Poster 41
Presenter: Beth Wilmot
Wednesday, 3:00 – 5:00pm

Reading the Whole Transcriptome

Sunita Kawane1, Christina L. Zheng2,3, Daniel W. Bottomly1,3, Robert Searles4, Robert Hitzemann5,7, Shannon McWeeney1,2,3,6, Beth Wilmot1,2,3
1Oregon Clinical and Translational Research Institute, 2 Department of Medical Informatics and Clinical Epidemiology, 3the Knight Cancer Center, 4Integrated Genomics Laboratory, 5Department of Behavioral Neuroscience, 6Department of Public Health and Preventative Medicine, Oregon Health & Science University, Portland, Oregon, 7Veterans Affairs Research Service, Portland.

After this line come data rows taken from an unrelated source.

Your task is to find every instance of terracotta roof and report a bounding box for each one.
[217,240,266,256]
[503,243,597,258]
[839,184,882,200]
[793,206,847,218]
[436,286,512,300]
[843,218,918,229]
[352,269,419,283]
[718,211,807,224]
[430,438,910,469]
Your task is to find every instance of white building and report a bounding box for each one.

In order to utilize the full power of RNAseq, these two aspects of transcriptomics that need to be addressed: 1) assigning reads to the approximately 10% of overlapping genes and 2) developing a full annotation of reads aligning to non-exonic regions. We have developed a framework that allows investigation of both the complex regions of genic overlap and annotation of reads that align to unannotated regions of the genome. We used stranded libraries of polyA RNA or riboZero treated RNA in the development and testing of this framework. Scenarios when each of these protocols would be appropriate are discussed to guide discovery. In the resulting annotation files, the genome is portioned into categories according to strand, exon and intron overlaps and intergenic regions. This is summarized at the gene, exon, transcript and intron/intergenic regions. Complex regions of overlapping genes were further characterized. To help define regions where reads align to nongenic areas of the genome, Non-Code annotation and other genomic features such as histone marks and DHS can also be integrated. This is highly extensible for any RNA-seq pipeline and freely available to the research community. This work was supported by grants AA010760, AA011034, MH051372, and AA013484.